Xuan Zang, travelled to India in the seventh century AD. He stayed in India for 13 years, including five years in Nalanda and is credited for having laid the foundation of Buddhism in China.
Zhaoxing, who is on his four-day trip to India, said the memorial stood as a symbol of Sino-Indian friendship.
"China and India are both ancient civilisations. Over the centuries China and India have together written a splendid chapter in the annals of human civilization. This Xuan Zang memorial hall first started in the 1950's was started by the late premier of China, Zhou Enlai and India's very first Prime Minister Nehru. It stands now as symbol of China-India friendship," Zhaoxing said.
Indian tourism minister Ambika Soni and chief of Bihar state Nitish Kumar were also present on the occasion.
Zhaoxing is expected to meet his Indian counter Pranab Mukherjee to hold bilateral talks on Tuesday (February 13). The two will kick off "India-China friendship through tourism year" later in the week.
India and china have been long involved in border talks aimed at resolving a Long-running Himalayan Frontier dispute at the centre of lingering mistrust between the two Asian giants.
The two countries have been pushing economic ties despite their border dispute. A visit by Chinese President Hu Jintao to India in November focused on boosting two-way trade, expected to double to $40 billion by 2010.

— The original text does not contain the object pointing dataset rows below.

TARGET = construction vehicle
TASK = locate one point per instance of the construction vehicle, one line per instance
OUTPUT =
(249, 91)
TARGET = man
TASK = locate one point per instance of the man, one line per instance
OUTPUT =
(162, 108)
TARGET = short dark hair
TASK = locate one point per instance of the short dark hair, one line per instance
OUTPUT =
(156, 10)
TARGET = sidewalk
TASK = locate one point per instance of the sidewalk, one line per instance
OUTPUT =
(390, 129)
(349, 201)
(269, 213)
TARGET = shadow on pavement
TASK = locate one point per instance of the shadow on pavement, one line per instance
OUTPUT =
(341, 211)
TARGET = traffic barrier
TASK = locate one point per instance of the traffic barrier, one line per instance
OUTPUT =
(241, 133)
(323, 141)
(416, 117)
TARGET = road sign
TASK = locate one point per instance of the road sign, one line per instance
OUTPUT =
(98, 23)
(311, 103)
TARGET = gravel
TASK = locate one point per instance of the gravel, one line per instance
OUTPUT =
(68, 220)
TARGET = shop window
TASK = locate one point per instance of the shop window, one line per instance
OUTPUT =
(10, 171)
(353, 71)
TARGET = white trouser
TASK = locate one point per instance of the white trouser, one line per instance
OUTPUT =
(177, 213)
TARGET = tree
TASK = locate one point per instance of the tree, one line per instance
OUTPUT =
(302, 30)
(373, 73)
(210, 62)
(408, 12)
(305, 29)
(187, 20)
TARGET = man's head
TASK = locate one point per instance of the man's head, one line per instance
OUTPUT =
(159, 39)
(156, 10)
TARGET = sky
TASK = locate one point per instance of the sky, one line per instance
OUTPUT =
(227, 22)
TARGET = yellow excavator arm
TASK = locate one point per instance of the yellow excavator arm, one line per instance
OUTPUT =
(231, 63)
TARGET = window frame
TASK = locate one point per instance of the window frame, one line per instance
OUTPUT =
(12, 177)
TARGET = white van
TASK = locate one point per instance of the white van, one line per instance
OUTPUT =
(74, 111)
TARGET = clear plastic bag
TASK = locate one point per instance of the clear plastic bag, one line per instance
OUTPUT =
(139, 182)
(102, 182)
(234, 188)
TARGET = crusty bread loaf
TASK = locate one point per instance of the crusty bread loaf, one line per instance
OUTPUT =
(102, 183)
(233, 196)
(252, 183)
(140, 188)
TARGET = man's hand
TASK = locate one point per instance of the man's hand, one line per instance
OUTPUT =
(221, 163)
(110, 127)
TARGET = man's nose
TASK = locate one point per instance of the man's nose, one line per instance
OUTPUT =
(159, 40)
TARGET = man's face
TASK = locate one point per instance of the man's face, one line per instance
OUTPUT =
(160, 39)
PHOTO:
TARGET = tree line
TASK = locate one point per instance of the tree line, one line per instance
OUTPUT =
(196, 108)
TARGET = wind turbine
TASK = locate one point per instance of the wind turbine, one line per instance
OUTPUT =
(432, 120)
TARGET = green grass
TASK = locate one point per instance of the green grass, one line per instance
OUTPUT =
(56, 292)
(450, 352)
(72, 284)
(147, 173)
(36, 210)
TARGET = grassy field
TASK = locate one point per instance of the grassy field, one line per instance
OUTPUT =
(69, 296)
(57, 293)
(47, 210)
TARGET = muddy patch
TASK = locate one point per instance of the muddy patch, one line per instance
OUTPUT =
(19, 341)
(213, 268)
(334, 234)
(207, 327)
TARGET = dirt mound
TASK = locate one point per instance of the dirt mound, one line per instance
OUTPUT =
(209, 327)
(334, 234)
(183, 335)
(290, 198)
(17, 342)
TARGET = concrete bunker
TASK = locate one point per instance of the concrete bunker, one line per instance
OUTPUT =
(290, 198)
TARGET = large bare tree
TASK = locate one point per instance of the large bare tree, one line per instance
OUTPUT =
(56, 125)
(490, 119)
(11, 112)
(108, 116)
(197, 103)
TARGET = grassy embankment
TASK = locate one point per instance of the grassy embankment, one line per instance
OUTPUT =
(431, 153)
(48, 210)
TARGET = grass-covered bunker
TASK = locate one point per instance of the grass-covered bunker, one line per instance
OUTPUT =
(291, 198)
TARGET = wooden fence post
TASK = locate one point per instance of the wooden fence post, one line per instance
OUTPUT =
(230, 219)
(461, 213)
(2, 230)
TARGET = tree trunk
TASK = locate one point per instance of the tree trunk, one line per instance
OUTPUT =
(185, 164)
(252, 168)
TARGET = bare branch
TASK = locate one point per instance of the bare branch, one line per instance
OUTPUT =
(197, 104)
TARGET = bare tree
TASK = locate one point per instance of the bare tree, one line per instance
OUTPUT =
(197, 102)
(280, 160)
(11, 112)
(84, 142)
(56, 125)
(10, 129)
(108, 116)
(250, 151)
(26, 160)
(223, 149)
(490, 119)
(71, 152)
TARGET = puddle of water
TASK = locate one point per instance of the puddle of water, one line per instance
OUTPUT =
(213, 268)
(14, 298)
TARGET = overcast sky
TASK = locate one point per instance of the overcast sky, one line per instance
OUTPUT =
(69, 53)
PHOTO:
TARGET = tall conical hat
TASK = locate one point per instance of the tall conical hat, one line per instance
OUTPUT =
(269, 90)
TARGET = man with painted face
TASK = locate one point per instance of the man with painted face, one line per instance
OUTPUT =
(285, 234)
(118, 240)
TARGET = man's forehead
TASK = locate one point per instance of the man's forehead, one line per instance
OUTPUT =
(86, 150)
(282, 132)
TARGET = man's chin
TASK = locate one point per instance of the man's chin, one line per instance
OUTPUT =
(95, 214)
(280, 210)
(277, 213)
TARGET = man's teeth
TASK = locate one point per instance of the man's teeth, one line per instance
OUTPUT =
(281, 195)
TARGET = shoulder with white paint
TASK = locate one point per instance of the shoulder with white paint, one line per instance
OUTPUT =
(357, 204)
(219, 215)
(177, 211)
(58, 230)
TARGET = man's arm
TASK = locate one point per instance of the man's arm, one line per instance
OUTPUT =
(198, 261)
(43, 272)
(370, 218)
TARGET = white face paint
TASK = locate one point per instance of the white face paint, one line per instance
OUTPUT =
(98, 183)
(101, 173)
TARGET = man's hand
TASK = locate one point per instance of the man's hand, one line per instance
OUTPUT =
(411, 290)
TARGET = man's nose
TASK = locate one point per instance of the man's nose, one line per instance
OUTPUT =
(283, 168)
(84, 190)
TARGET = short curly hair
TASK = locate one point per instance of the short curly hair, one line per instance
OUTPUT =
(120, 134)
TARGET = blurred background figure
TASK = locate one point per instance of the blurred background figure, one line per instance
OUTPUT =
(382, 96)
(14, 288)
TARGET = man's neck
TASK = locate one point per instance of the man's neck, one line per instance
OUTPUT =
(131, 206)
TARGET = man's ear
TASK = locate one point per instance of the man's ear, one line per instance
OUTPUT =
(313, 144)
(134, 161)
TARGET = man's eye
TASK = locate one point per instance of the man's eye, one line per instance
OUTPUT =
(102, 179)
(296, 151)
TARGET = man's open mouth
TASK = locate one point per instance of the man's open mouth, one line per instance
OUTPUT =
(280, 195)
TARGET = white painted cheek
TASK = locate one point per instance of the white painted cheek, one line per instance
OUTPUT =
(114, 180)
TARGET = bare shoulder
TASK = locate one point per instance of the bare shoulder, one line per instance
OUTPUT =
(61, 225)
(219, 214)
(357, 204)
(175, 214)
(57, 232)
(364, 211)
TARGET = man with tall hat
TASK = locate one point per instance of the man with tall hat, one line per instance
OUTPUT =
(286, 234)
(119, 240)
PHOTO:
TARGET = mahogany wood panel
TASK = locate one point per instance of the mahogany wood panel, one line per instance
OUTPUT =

But both sides have made little progress in overcoming deep differences over their 3,500 km (2,200 mile) frontier, despite several rounds of talks over the past decade.

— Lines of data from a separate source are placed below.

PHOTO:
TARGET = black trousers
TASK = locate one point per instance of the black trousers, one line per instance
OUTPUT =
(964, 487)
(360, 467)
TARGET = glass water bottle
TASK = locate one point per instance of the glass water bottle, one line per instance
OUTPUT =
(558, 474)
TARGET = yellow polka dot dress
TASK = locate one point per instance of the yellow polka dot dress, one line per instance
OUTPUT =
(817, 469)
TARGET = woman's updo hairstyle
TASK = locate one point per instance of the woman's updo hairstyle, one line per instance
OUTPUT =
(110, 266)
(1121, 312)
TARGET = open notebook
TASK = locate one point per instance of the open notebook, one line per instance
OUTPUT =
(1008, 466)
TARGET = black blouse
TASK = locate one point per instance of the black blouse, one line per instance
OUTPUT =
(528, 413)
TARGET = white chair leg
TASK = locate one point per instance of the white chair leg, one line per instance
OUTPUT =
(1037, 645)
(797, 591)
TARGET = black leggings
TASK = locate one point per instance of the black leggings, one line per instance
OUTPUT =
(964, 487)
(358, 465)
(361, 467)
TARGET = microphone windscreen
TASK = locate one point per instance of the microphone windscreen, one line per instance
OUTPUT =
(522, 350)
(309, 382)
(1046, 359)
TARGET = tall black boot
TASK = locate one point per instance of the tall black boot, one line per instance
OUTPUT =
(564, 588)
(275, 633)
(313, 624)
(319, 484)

India remains suspicious of rival neighbour Pakistan's close strategic ties with Beijing, and disputes Chinese rule over 38,000 square km (15,000 square miles) of barren, icy and uninhabited land on the Tibetan plateau, seized by China in 1962.
For its part, China does not recognise the remote, sparsely populated state of Arunachal Pradesh as part of India and claims its mountainous district of Tawang once belonged to Tibet.